Books

Reckoning with the careless ableism of the church

Amy Kenny’s call for disability justice leads with righteous anger but offers grace.

Imagine minding your own business at church when a stranger approaches and offers to pray for you. Does this sound comforting? Faithful? What if it’s because they assume that something’s wrong with you because you’re in a wheelchair?

Unfortunately, this scenario happens to people with visible disabilities with a regularity that’s hard to imagine for those of us who are, as Amy Kenny puts it, “temporarily nondisabled.” I recently experienced two cancer battles and was often annoyed by people I barely knew assuming they knew something about me because they heard about my diagnoses. I can’t fathom how much more exhausting this would be with complete strangers and a visible disability.
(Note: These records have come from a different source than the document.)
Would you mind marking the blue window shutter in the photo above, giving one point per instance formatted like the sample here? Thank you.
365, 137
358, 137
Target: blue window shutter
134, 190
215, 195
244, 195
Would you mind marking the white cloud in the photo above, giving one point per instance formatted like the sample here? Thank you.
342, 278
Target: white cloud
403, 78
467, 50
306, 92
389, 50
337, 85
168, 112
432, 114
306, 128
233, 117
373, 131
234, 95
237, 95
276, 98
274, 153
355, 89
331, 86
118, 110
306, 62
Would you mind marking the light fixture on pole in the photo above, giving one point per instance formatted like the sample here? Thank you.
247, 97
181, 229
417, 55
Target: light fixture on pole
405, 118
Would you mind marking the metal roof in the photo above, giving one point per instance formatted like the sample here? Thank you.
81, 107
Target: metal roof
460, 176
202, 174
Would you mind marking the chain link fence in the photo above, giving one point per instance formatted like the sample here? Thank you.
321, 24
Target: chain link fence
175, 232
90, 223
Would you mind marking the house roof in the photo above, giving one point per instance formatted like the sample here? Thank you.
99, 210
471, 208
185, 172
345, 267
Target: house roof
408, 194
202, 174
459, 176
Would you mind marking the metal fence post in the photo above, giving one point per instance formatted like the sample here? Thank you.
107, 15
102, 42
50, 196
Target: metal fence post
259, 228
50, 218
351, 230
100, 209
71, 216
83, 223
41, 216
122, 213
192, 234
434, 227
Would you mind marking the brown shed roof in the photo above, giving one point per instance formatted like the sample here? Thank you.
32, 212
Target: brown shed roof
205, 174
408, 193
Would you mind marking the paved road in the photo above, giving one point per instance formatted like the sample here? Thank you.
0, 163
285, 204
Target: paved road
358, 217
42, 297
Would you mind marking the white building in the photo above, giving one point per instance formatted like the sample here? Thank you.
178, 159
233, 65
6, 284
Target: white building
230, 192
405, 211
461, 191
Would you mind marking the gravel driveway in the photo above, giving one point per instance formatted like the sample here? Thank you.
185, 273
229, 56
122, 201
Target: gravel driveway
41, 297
Kenny, a Shakespeare scholar who says she “hates Hamlet,” has a wheelchair, a motorized scooter named Diana (as in Wonder Woman), a cane named Eileen, and a passion for bringing disability justice to the church. A few chapters into her book, I found myself somewhat reluctant to continue reading because the author’s passion includes righteous anger. I was uncomfortable recognizing myself in the careless ableism Kenny points out: my cancers did not absolve me. I realized that my discomfort puts me among the 67 percent of people Kenny cited who feel uncomfortable merely speaking to a person with a disability.